Former bank regulator/financial fraud expert Bill Black called the measure "insane on many levels. It creates an extraordinarily criminogenic environment in which securities fraud will become even more out of control."
Leading up to passage, back room dealmaking ignored expert anti-fraud input. The best, brightest, and most honest independent analysts unanimously condemned the bill. Black calls it "the sick face of crony capitalism."
Matt Taibbi's "The Great American Bubble Machine" called Goldman Sachs "a great vampire squid wrapped around the fact of humanity, relentlessly jamming its blood funnel into anything that smells money."
In fact, it's much worse. Wall Street and other FIRE sector (finance, insurance, real estate) giants together comprise the GREATEST "vampire squid." They're all the stronger by Washington's complicit role.
Their business model is grand theft. They're crime families, not legitimate enterprises. They make money by stealing it. They wreck economies, communities, and households. Corrupt politicians let them. They're bribed to go along. As bad as things are, they're getting worse.

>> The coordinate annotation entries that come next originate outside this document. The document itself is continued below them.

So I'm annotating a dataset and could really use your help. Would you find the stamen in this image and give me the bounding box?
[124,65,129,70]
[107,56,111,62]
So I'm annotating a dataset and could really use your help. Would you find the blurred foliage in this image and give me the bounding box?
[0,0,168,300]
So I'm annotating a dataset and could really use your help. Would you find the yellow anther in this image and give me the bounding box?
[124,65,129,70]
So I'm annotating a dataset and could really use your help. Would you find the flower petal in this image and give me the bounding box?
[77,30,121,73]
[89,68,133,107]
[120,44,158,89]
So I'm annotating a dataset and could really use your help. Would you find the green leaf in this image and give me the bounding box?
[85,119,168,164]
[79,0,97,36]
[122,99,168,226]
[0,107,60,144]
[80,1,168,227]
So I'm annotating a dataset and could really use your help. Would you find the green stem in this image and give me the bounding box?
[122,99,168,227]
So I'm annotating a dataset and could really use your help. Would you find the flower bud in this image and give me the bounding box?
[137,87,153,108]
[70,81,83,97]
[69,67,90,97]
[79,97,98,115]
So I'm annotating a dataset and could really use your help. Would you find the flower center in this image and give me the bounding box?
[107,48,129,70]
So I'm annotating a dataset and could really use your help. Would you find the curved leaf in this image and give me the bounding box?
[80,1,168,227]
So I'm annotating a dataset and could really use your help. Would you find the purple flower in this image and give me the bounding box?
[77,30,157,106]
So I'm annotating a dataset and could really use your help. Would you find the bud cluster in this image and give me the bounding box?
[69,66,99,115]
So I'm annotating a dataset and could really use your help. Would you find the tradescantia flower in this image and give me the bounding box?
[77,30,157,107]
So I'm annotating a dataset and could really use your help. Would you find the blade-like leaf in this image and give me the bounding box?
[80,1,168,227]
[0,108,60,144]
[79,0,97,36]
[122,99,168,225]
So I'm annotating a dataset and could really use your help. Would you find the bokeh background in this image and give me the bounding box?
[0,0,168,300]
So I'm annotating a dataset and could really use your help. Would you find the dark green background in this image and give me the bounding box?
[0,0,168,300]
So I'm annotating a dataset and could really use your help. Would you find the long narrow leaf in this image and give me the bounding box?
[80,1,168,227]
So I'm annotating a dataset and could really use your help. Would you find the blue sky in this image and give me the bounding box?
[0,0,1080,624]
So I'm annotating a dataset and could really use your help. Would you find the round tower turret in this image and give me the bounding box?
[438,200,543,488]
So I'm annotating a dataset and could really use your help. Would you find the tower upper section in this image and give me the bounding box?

On April 5, The New York Times headlined, "Obama Signs Bill to Promote Start-Up Investments," saying:
Surrounded by complicit lawmakers and industry crooks, Obama signed the JOBS Act. He called it a "potential game changer." The Times article went along with the charade. It quoted him saying:
"For the first time, ordinary Americans will be able to go online and invest in entrepreneurs that they believe in."